Limitations and future directions

Notwithstanding the theoretical and practical significance of this research, there are several limitations worth noting. Firstly, our study was conducted using a non-clinical sample of university students. As such, the ED-symptomatic subgroup was not created on the basis of a formal diagnosis or clinical interview but on self-reported outcomes of participants. Further, as a core beliefs measure, we would theoretically expect a high level of stability of self-reported outcomes on all ED-CBQ dimensions [54]. However, we were unable to assess test re-test reliability. To address these limitations, future research should replicate the current research in a clinical group with a focus on assessing temporal stability of outcomes.

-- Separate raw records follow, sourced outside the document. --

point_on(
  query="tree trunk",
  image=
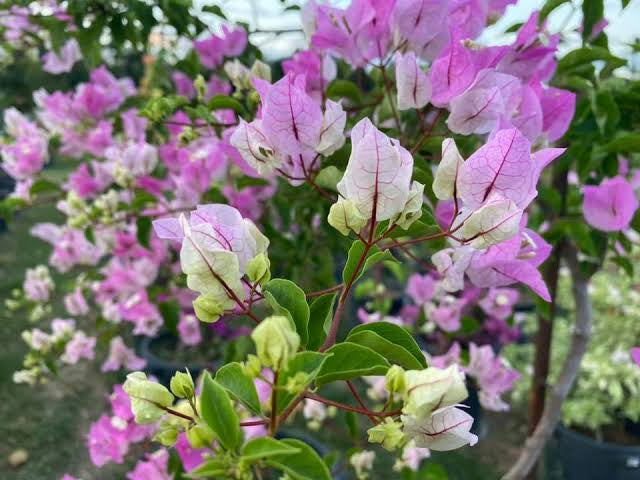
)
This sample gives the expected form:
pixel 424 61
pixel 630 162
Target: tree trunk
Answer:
pixel 544 335
pixel 551 415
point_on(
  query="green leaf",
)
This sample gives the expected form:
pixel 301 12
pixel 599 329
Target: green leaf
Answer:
pixel 373 255
pixel 288 296
pixel 141 198
pixel 320 315
pixel 592 13
pixel 624 263
pixel 265 447
pixel 606 112
pixel 143 231
pixel 213 468
pixel 304 465
pixel 215 9
pixel 350 360
pixel 89 41
pixel 586 55
pixel 391 341
pixel 170 311
pixel 218 412
pixel 625 143
pixel 233 379
pixel 419 228
pixel 353 424
pixel 90 235
pixel 219 102
pixel 389 350
pixel 306 362
pixel 42 186
pixel 548 7
pixel 245 181
pixel 329 177
pixel 344 89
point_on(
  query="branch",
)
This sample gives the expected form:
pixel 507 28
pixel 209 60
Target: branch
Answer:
pixel 551 415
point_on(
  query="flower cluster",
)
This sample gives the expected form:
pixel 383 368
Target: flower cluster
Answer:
pixel 65 344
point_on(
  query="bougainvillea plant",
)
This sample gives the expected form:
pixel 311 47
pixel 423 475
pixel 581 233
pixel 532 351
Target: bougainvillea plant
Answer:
pixel 394 153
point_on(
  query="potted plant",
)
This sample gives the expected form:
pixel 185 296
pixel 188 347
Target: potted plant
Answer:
pixel 598 436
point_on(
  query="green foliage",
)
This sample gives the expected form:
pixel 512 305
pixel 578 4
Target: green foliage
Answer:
pixel 303 465
pixel 265 447
pixel 286 298
pixel 607 389
pixel 391 341
pixel 373 256
pixel 240 386
pixel 309 364
pixel 219 414
pixel 320 316
pixel 350 360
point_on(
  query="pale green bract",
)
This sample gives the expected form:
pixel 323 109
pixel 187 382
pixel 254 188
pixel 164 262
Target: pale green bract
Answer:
pixel 215 273
pixel 276 341
pixel 147 398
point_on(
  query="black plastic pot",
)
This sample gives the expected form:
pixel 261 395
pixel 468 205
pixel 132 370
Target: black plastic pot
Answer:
pixel 580 457
pixel 164 368
pixel 339 470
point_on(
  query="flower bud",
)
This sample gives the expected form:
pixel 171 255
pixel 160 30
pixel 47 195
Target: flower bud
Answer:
pixel 433 388
pixel 413 208
pixel 207 308
pixel 261 70
pixel 297 383
pixel 258 269
pixel 200 85
pixel 252 367
pixel 239 75
pixel 200 436
pixel 276 341
pixel 147 398
pixel 396 381
pixel 182 385
pixel 187 136
pixel 388 434
pixel 167 435
pixel 345 216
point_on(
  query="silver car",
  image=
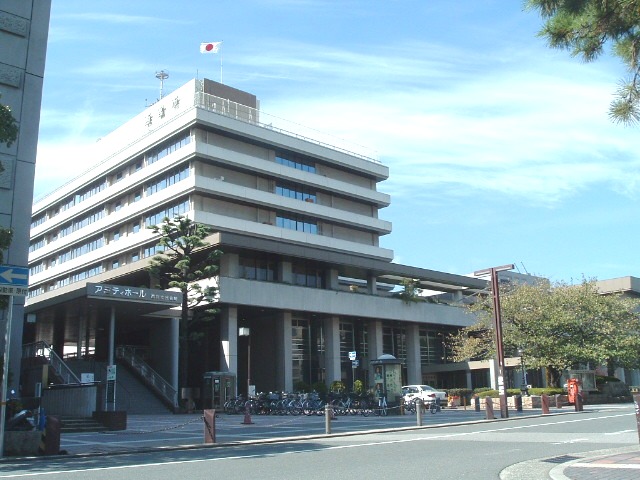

It would be also interesting for future research to address other gaps and questions left unanswered by the present research, such as examining potential differences between specific ED subgroups (i.e., differentiating subscales between AN, BN, BED and OSFED groups) and possible gender differences in outcomes. We did not examine gender differences, as like much of ED research, the vast majority of our sample was female. Future research should certainly emphasise the recruitment of male participants for more focussed investigation. Finally, although this was only a preliminary validation of the EDCBQ-R, promising outcomes from the present study indicate this research warrants future replication in treatment-seeking sample. It would also be pertinent to validate the ED-CBQ-R across diverse age-groups in order to compare the presence of different core belief constructs across developmental stages to better understand their role as predisposing and maintaining factors.

Conclusions

In all, we extend existing literature by providing the first evaluation of the factor structure and psychometric properties of the ED-CBQ since its development. We also present a revised version of the original measure. The current findings suggest that the ED-CBQ-R is a valid, reliable, and importantly an efficient and accessible measure with the potential to be utilised both clinically and in research settings. It is critical to continue to utilise validated cognitive assessment tools alongside diagnostic and symptomatic measures. The ED-CBQ-R may also prove useful in future theoretical and empirical research when considering the core cognitive features underlying a variety of disordered eating and feeding presentations.